Wow that's really stupid. If you're stupid enough to put your own life at risk, go ahead, but refrain from putting other people's lives in danger. Those people are retarded.  :tsk:


----------



## hmr (Jul 28, 2002)

:jawdrop: : popcorn:


----------



## Ajax (Feb 1, 2002)

LmtdSlip said:


> Practicing for car bombings... :dunno:


Those pesky concrete barriers.


----------



## mng (Oct 15, 2003)

that first one with a Camry! :rofl:


----------



## LmtdSlip (May 28, 2003)

AJAX said:


> Those pesky concrete barriers.


.


----------



## Jspeed (Dec 23, 2001)

What the... I'm reluctant to call that drifting.

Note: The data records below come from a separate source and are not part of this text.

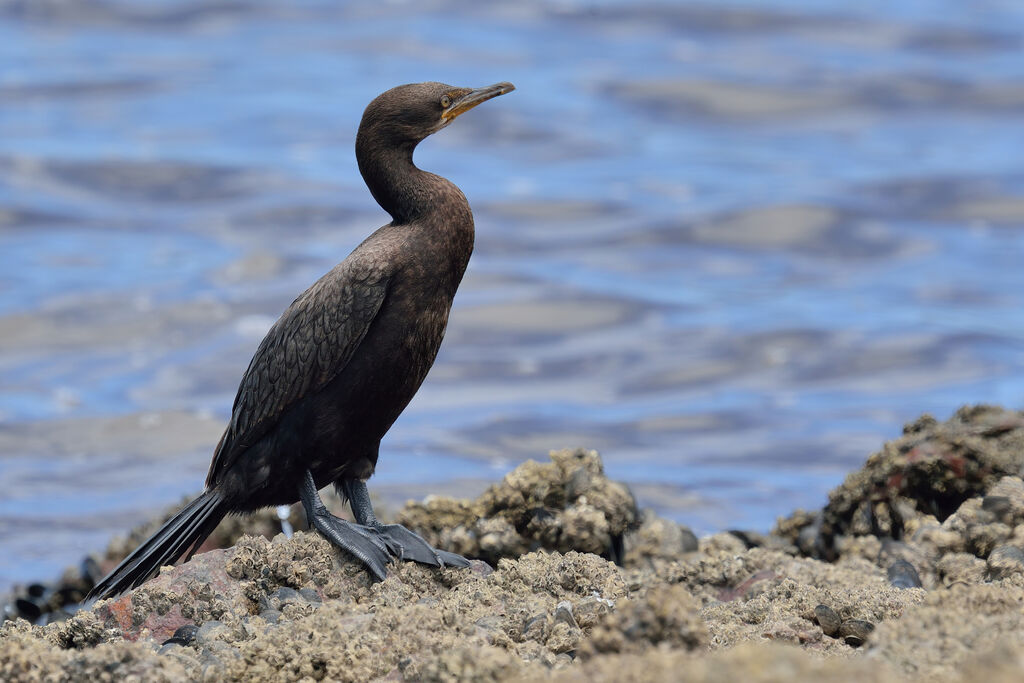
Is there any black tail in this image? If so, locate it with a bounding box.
[86,489,227,600]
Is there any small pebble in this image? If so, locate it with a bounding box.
[814,605,843,638]
[887,560,921,588]
[14,598,43,624]
[196,621,227,645]
[988,545,1024,581]
[554,600,580,629]
[164,624,199,646]
[839,618,874,647]
[522,614,548,643]
[981,496,1014,521]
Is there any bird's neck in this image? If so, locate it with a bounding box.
[355,131,472,224]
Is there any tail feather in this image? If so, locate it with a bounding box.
[86,490,227,600]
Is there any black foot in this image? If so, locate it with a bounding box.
[370,522,469,567]
[300,472,469,581]
[337,479,469,567]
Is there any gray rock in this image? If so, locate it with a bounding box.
[522,614,548,643]
[839,618,874,647]
[196,621,228,645]
[572,591,612,628]
[679,524,700,553]
[554,600,580,629]
[988,544,1024,581]
[814,605,843,638]
[886,560,922,588]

It looks like they use extremely low-grip tires on the rear to induce oversteer.


----------



## hawk2100n (Sep 19, 2005)

Crazy f'ing A-Rabs. That still looks fun, no matter how irresponisble. That really looks like an expensive hobby. They must be either rental cars, or spoiled oil royality that can buy all of the camrys and tyres that they want. They guy in video 3 when the camry wrecks has to be the luckiest man alive. :tsk:


----------



## Jeff_DML (Mar 13, 2002)

kind of impressive in a fwd camry  

I assume they have really bald rear tires and are using the emergency brake a lot :dunno:


----------



## BmW745On19's (Aug 12, 2005)

Crazy towel heads :rofl: .

With all that deserted road and interstate, i have a feeling thats going to be the next Autobahn.


----------



## BayAreaBMWFan (Aug 8, 2004)

Did you see #10. The guy had his hand out of the window touching the road while the SUV was on two wheels. Crazy. Absofu*kinutely crazy.


----------



## hawk2100n (Sep 19, 2005)

Here is what actually happens most of the time. http://www.crazycarvids.com/vidshow.php?vurl=arabierenn.wmv


----------